The size of the federal government will then promote cleaner power throughout the private sector, the proponents argue. The federal government consumed 53 million megawatt hours of electricity in 2019 but only about 8% to 9% was counted as renewable sources, the Clean Air Task Force says. Overall, the U.S. federal government spends $500 billion on electricity procurement every year, for its Defense department and other uses. 

The Biden administration has set a goal of creating a 100% clean electricity grid by 2035 but details of that plan are still evolving. He has returned the U.S. to the voluntary Paris Climate pact, which aims to cut fossil fuel-linked global greenhouse gas emissions and limit the global temperature increase in this century to no more than 2 degrees Celsius above preindustrial levels.

The proposal by the Clean Air Task Force and co-writers focuses on how much power is actually being used in real time, an approach that differs from the traditional clean energy procurement approach in place. The current system relies on purchasing electricity from renewables or renewable energy credits from faraway solar and wind projects and still leans heavily on fossil fuels, especially natural gas, when solar and wind are compromised.
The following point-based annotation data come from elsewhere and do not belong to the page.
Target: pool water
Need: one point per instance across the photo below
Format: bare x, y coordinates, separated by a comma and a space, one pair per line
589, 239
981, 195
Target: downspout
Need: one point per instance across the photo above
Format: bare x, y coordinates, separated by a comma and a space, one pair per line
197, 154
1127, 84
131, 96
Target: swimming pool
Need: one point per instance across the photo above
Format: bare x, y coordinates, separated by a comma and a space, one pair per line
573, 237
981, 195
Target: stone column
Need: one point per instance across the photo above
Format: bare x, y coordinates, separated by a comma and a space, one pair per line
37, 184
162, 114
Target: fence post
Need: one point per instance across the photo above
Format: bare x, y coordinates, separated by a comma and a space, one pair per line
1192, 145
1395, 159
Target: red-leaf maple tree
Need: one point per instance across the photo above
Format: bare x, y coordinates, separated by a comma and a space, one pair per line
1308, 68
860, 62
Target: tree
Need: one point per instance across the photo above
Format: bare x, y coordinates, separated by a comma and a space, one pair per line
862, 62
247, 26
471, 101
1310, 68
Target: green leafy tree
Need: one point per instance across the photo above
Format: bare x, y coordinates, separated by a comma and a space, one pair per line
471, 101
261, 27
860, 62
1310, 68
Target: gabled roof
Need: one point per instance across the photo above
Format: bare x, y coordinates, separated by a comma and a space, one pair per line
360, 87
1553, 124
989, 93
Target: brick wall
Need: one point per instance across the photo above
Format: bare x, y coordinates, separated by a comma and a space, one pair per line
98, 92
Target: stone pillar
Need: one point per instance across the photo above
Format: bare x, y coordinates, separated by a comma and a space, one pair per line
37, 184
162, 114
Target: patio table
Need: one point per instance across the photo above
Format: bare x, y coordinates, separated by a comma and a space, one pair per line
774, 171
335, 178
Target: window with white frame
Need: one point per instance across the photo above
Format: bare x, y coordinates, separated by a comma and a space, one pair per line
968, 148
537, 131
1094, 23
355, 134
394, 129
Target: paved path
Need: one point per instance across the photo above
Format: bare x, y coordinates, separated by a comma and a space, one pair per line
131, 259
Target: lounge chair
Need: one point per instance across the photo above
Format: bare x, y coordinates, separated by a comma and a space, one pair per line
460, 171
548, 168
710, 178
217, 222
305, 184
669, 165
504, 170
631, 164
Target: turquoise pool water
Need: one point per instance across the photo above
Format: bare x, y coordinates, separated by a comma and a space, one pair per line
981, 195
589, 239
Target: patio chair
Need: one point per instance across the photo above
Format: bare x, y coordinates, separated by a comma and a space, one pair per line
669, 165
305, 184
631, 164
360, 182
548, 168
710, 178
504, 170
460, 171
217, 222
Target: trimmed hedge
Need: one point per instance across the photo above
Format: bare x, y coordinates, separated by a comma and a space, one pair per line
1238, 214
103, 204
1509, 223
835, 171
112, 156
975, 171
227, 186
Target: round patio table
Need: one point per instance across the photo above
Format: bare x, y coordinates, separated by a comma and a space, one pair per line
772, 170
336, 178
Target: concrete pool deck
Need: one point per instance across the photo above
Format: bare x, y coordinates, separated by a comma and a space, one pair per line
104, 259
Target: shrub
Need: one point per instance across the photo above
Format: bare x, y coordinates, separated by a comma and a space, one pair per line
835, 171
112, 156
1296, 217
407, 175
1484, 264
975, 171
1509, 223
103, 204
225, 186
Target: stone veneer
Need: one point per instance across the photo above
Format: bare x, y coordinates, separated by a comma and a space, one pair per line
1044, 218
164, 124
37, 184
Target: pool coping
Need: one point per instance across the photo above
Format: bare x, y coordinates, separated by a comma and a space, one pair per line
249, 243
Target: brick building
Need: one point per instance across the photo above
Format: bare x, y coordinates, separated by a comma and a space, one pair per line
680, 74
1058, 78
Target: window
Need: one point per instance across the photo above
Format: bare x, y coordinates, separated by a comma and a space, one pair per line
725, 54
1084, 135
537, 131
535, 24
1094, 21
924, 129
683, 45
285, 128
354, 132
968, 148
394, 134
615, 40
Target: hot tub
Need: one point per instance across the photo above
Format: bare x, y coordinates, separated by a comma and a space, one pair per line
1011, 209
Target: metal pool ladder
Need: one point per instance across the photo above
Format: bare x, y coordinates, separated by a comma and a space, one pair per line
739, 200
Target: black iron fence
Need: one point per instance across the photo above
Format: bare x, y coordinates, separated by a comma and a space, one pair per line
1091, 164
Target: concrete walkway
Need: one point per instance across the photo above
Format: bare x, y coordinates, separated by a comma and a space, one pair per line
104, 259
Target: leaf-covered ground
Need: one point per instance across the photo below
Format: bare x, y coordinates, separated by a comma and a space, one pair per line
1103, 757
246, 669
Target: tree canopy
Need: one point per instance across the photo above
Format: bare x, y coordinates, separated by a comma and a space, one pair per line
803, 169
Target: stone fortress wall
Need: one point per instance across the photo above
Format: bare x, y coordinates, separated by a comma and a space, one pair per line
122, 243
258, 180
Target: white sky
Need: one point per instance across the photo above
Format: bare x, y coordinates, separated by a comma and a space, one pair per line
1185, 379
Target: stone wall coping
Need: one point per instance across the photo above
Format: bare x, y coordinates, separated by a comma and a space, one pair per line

The existing model doesn’t provide the right incentives for investment in advanced storage or in carbon-free technologies, as it allows demand to be satisfied by distant energy projects regardless of the time of generation and consumption, the proposal’s architects say.

A broad-based portfolio of energy sources and emissions reducers is considered part of the mix promoted with this plan, including green hydrogen and nuclear energy, as well as carbon capture and advancements in battery storage, which are options often included in bipartisan proposals for updating the power grid, said Lindsey Baxter Griffith, federal policy director with the Clean Air Task Force.

“We believe the U.S. government, the largest electricity buyer in the world, has power to move markets,” said Baxter Griffith.

Market-based solutions to curbing climate change, including those that lean on technological innovation, remain a key theme of most Republican-led legislative proposals.

Alphabet’s Google

and Hewlett Packard Enterprise

stand to benefit as they too have pledged to maintain carbon-neutral data centers and other energy-use reductions at their giant operations.

Google, which since 2017 has been able to match 100% of its global, annual electricity consumption with renewable energy, is also now working to decarbonize its electricity supply entirely and operate on 24/7 carbon-free energy throughout its operations by 2030.

Michael Terrell, director of energy with Google, told MarketWatch that achieving 24/7 carbon-free electricity didn’t seem realistic when charting out the future of energy as recently as 10 years ago. But now hitting that goal by the 2030s, and achieving measurable progress along the way, is reachable. “We can see the end zone,” he said, helped in part by more competitive pricing for wind and solar relative to cheaper natural gas.

The strength of a shared goal between the public and private sectors can’t be underestimated and is more likely to achieve bipartisan buy-in, the proponents of the plan say.

“If we move collectively as electricity buyers, the market will respond,” said Terrell. “And in many ways, the market is already there. There’s not a utility in the country that doesn’t have a version of a clean energy offering or ‘green’ tariffs or programs to ‘green’ their truck fleets.”

The proposal by the group, which also includes the Natural Resources Defense Council and The Nature Conservancy, also argued that the regional approach will promote job creation, especially in areas that may need to replace traditional-energy jobs and will allow a more nimble environmental response to historically underserved areas, part of the “environmental justice” argument that has gained increasing traction.